Eine düstere Voraussage auf das Zeitalter der Weltkriege und zugleich ein Reflex auf die brutale Kolonialpolitik des viktorianischen Englands war „Der Krieg der Welten“ (1898; dt. 1901). In dem Roman wird die Erde von eroberungswütigen und technisch überlegenen Marsianern angegriffen, die dann allerdings Opfer irdischer Bakterien werden
„Doktor Moreaus Insel“ (1896; dt. 1904) ist ein Vorgriff auf die Gentechnologie (Tiere werden auf dieser Insel mit menschlichen Eigenschaften ausgestattet, allerdings jedoch ohne wirkliche Sittlichkeit zu erlangen.)
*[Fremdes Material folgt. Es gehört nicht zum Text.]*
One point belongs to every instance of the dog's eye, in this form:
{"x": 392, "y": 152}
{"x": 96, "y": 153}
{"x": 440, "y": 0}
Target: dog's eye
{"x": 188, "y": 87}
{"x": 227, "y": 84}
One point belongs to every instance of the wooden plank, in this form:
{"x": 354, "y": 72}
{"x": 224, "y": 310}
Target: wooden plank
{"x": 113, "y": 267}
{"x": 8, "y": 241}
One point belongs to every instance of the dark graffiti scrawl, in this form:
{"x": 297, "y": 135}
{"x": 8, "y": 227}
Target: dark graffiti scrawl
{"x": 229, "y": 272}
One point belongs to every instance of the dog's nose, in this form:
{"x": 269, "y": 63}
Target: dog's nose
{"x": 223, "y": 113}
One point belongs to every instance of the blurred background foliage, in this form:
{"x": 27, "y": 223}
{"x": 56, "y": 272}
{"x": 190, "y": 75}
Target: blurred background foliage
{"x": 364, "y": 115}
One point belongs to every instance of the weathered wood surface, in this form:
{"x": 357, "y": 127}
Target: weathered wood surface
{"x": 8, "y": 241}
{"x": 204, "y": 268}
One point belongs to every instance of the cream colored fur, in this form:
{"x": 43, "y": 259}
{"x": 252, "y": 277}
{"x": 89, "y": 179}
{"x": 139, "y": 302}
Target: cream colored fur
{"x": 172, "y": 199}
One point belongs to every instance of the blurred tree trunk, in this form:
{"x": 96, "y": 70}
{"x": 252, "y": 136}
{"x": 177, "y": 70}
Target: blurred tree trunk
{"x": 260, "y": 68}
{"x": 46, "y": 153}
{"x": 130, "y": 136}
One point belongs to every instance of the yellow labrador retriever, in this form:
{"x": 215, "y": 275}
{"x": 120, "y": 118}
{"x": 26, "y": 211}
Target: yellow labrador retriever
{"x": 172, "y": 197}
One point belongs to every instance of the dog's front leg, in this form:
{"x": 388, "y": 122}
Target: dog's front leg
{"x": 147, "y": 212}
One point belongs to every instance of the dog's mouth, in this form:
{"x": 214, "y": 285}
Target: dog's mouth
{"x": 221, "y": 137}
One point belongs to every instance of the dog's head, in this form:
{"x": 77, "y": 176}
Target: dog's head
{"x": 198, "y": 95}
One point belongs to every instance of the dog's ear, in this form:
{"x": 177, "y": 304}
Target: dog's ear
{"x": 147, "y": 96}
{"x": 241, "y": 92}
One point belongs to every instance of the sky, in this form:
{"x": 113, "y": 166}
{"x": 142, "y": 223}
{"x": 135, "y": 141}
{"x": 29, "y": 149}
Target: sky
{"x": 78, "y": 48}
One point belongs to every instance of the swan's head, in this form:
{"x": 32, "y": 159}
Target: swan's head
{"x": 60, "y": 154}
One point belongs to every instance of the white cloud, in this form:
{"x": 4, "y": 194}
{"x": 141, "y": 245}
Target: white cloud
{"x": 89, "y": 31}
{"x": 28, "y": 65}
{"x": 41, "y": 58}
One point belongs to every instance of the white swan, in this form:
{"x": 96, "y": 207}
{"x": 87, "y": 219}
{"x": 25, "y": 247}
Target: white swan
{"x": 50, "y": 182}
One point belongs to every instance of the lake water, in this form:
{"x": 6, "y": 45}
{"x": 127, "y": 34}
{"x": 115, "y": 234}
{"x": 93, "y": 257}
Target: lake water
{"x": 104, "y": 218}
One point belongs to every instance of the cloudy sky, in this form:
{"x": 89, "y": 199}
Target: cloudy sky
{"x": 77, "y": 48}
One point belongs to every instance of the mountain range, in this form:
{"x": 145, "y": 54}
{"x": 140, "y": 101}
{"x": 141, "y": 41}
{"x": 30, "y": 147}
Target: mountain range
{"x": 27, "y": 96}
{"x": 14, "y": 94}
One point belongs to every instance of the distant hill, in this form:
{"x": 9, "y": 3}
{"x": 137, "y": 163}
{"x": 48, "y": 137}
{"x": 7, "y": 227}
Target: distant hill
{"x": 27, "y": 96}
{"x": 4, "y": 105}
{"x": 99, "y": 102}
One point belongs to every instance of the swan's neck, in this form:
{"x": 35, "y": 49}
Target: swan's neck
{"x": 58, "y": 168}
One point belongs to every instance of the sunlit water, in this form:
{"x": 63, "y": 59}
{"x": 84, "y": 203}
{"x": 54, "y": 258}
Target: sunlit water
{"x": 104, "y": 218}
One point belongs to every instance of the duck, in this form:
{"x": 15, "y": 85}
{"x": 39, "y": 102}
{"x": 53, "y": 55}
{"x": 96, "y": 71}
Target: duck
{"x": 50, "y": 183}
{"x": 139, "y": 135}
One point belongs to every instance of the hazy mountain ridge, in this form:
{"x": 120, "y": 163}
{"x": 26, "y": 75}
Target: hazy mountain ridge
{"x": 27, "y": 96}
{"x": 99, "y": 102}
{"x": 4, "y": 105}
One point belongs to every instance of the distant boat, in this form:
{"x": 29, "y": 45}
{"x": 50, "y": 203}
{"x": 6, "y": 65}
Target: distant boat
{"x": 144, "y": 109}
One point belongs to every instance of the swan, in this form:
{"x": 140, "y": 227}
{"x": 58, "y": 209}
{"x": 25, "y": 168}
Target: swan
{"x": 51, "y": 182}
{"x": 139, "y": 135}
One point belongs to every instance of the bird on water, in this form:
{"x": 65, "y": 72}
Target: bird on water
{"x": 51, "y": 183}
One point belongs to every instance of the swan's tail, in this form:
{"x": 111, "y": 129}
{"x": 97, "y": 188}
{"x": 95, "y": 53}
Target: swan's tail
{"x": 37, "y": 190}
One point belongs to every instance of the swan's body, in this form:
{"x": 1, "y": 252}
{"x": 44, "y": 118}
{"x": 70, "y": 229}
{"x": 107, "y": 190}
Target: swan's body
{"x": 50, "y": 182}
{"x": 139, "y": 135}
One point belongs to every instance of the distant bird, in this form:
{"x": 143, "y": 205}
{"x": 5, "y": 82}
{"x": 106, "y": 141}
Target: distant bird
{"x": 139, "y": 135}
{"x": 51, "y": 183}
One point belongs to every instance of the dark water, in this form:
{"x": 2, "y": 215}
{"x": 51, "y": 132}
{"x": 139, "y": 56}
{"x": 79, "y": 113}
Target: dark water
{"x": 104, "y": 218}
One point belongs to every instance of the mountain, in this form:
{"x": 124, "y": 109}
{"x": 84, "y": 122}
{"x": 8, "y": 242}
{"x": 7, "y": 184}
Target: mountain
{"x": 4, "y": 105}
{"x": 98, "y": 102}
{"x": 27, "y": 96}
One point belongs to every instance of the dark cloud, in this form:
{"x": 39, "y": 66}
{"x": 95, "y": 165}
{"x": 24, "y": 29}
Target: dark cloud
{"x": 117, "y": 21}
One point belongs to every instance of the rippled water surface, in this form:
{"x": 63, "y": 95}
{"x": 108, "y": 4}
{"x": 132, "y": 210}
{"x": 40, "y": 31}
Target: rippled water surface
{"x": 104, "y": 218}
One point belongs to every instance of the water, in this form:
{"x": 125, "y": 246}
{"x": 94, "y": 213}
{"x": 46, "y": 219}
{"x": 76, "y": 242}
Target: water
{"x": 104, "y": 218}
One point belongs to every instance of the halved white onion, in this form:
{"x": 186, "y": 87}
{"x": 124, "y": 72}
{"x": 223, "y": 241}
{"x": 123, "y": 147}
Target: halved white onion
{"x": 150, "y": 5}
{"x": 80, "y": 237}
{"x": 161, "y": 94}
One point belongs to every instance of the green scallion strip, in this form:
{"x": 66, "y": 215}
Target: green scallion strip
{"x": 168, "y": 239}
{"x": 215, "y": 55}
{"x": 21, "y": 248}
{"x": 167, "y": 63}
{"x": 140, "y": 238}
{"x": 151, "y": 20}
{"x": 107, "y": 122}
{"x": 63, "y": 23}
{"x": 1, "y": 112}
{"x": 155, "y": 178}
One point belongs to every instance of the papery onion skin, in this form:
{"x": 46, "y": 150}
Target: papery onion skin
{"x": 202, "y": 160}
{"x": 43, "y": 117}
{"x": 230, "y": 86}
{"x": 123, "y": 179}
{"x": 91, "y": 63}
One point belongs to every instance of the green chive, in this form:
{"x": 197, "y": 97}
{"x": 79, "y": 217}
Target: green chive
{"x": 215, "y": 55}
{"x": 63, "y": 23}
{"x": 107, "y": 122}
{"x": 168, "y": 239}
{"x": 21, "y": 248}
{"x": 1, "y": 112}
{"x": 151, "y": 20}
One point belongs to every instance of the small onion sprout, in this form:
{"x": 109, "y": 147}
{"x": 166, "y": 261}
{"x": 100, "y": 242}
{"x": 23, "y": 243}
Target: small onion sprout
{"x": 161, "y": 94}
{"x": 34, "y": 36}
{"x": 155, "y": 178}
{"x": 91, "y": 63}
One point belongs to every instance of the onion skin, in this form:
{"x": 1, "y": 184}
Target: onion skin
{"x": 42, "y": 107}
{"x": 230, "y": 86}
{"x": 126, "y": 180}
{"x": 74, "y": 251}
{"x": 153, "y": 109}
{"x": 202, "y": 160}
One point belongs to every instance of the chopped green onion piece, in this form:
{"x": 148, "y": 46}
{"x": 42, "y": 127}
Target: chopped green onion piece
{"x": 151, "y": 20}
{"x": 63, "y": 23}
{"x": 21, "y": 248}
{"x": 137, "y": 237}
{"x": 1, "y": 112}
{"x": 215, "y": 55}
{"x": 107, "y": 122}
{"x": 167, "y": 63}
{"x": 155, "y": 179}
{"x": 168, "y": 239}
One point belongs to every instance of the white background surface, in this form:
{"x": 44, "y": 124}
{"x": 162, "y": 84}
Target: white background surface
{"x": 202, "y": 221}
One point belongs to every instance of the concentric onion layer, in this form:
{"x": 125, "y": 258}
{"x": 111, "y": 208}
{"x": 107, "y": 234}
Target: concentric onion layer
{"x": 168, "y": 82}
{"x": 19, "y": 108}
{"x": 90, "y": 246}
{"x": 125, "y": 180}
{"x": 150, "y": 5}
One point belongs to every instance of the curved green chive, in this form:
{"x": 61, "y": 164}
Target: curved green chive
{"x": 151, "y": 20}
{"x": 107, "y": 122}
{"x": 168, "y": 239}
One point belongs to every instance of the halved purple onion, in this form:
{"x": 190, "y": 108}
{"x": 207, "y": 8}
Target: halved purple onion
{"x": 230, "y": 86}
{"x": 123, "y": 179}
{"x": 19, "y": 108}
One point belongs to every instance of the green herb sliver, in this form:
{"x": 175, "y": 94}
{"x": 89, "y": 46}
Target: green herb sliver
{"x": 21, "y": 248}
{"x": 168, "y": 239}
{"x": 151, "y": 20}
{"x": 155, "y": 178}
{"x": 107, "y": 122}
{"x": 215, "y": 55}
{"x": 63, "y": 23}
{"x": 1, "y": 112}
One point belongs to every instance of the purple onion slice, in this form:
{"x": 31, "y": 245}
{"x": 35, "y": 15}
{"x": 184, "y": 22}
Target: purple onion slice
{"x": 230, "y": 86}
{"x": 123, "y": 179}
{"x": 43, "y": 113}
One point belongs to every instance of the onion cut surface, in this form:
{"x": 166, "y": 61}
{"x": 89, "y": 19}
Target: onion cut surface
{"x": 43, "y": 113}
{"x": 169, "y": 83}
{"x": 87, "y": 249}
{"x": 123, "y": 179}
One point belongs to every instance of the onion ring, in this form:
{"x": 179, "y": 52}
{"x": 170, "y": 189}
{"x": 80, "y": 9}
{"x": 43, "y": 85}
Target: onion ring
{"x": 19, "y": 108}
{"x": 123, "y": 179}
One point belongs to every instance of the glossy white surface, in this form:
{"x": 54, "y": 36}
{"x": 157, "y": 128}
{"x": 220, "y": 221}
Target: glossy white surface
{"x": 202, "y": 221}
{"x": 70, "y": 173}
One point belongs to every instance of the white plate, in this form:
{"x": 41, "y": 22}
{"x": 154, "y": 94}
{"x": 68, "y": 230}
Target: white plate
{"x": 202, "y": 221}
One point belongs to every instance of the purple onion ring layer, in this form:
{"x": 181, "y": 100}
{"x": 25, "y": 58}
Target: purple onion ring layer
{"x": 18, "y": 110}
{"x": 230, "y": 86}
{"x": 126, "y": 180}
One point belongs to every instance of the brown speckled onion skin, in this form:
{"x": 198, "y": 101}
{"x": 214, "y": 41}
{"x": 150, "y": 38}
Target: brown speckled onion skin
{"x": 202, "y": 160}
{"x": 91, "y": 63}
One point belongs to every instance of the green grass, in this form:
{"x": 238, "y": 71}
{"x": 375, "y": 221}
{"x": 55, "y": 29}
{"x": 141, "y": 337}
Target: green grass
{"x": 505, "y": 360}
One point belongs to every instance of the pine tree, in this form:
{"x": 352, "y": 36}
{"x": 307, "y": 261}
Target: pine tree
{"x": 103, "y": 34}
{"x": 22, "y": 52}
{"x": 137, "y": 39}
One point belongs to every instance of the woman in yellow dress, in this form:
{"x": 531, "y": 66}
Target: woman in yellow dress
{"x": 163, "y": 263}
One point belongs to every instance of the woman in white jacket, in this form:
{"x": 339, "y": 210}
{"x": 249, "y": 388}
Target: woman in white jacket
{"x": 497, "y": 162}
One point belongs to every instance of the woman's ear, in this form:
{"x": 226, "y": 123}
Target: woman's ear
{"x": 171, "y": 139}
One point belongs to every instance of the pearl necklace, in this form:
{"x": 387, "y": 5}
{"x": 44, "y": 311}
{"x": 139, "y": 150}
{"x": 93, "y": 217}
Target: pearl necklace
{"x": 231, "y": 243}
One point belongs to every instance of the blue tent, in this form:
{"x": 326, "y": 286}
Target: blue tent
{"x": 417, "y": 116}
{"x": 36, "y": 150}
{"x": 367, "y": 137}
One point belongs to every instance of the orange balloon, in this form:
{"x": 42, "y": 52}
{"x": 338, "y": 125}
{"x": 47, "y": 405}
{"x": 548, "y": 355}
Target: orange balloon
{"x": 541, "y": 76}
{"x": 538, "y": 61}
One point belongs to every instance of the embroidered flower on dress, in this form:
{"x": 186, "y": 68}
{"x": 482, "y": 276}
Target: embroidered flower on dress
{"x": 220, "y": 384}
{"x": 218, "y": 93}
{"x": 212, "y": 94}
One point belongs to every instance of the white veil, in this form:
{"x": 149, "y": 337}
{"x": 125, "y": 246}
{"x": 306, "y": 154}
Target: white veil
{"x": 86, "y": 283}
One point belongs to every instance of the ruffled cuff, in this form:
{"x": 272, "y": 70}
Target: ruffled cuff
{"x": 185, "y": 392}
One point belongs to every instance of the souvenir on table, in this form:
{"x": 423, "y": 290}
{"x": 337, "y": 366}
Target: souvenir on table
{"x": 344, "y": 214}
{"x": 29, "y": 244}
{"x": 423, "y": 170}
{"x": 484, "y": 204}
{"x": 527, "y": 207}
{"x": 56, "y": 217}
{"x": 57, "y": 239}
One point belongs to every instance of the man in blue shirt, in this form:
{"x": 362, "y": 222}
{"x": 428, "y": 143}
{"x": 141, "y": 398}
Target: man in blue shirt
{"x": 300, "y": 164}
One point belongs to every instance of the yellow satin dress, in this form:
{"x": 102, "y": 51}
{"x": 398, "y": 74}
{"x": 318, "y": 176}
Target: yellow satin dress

„Der Unsichtbare“ (1897; dt. 1911 und mehrfach verfilmt) verwendet das bekannte Märchenmotiv der Tarnkappe und erkundet die Wirkungen der Unsichtbarkeit unter den Bedingungen der modernen Gesellschaft.
„Die ersten Menschen im Mond“ (1901; dt. 1905) beschreibt eine Mondreise, auf der der Reisende einem strikt reglementierten Insektenstaat mit seinen friedlichen und weisen Bewohnern begegnet.
Mit den Werken seiner frühen Schaffensphase hat WELLS wesentlich zur Ausprägung des Genres beigetragen.
Ein populärer deutscher Science-Fiction-Autor war zu jener Zeit KURD LASSWITZ (1848–1910). Sein Roman „Auf zwei Planeten“ (1897) (siehe PDF) behandelt ebenfalls eine Begegnung mit Marsbewohnern, er jedoch beschreibt sie als friedliche und kluge Wesen.
JULES VERNE und HERBERT GEORGE WELLS können als die Pioniere des modernen unterhaltenden Science-Fiction-Romans gelten. Sie entwickelten jene Motive, Themen und Erzähltechniken, die auch heute noch das Genre bestimmen. In ihren Romanen waren die Handlungsräume noch aus der Gegenwart abgeleitet. In späteren Jahren erschloss sich die wissenschaftlich-fantastische Literatur mehr und mehr die ferne Zukunft.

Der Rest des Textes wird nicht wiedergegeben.